The two beads are tied by a light inextensible thread. The thread is “almost vertical,” implying that both beads share the same vertical displacement $dy$, vertical velocity $v$, and vertical acceleration $a_{sys}$.

We apply the Work-Energy Theorem for a small vertical displacement $dy$:

Work Done: Gravity acts on both beads moving down $dy$.
$$dW = mg(dy) + mg(dy) = 2mg\, dy$$
Kinetic Energy ($K$):
- Bead on rod has velocity $v$. $K_1 = \frac{1}{2}mv^2$.
- Bead on helix has vertical velocity $v$, but actual velocity $v_{path} = v / \sin \alpha$.
  $K_2 = \frac{1}{2}m \left(\frac{v}{\sin \alpha}\right)^2$.

Total Kinetic Energy is: $$K = \frac{1}{2}mv^2 + \frac{1}{2}mv^2 \frac{1}{\sin^2 \alpha} = \frac{1}{2}mv^2 \left( 1 + \frac{1}{\sin^2 \alpha} \right)$$

Differentiating $K$ with respect to time to equate to Power ($P = dW/dt = 2mgv$):

$$ \frac{dK}{dt} = m v \frac{dv}{dt} \left( 1 + \frac{1}{\sin^2 \alpha} \right) = m v a_{sys} \left( 1 + \frac{1}{\sin^2 \alpha} \right) $$

Equating Power terms ($\frac{dK}{dt} = 2mgv$): $$ m v a_{sys} \left( 1 + \frac{1}{\sin^2 \alpha} \right) = 2mgv $$ $$ a_{sys} = \frac{2g}{1 + \frac{1}{\sin^2 \alpha}} $$

Calculation of Time $T$

The time $T$ to cover height $h$ with constant acceleration $a_{sys}$ is $T = \sqrt{2h/a_{sys}}$.

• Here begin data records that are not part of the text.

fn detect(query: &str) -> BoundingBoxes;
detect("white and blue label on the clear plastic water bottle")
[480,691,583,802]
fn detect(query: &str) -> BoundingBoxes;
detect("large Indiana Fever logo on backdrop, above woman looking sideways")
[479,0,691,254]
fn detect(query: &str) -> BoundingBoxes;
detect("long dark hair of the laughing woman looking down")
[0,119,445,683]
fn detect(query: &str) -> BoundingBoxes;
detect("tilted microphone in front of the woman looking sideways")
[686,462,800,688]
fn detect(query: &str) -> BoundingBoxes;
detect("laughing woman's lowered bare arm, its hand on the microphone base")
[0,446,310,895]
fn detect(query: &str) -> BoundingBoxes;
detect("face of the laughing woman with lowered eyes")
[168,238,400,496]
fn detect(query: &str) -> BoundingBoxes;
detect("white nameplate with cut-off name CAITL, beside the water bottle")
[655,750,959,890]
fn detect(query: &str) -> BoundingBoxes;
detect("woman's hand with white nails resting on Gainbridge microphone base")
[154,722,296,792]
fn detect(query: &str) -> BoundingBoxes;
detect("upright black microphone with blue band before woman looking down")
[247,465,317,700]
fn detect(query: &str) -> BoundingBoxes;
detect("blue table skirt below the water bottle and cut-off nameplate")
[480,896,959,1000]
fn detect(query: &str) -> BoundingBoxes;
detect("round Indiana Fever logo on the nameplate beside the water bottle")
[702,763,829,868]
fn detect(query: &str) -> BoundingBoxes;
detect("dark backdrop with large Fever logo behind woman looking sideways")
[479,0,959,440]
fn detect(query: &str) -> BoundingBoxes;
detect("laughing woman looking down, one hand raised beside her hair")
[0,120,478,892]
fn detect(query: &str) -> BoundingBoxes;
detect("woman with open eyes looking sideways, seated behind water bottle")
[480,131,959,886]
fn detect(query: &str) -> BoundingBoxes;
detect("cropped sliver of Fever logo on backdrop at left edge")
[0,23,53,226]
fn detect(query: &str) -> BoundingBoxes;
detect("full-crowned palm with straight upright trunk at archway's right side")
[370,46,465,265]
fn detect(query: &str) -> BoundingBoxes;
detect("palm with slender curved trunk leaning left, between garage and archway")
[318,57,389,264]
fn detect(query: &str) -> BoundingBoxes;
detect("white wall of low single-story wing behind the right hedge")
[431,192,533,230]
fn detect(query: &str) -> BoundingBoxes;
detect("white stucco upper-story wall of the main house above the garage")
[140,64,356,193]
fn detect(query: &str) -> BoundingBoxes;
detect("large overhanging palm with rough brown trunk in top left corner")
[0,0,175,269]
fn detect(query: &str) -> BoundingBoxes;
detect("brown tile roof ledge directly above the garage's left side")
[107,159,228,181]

$$ T = \sqrt{\frac{2h \left( 1 + \frac{1}{\sin^2 \alpha} \right)}{2g}} = \sqrt{\frac{h}{g} + \frac{h}{g \sin^2 \alpha}} $$

Substituting $T_1$ and $T_2$ from equations (i) and (ii) into this expression:

$$ T = \sqrt{\frac{T_1^2}{2} + \frac{T_2^2}{2}} $$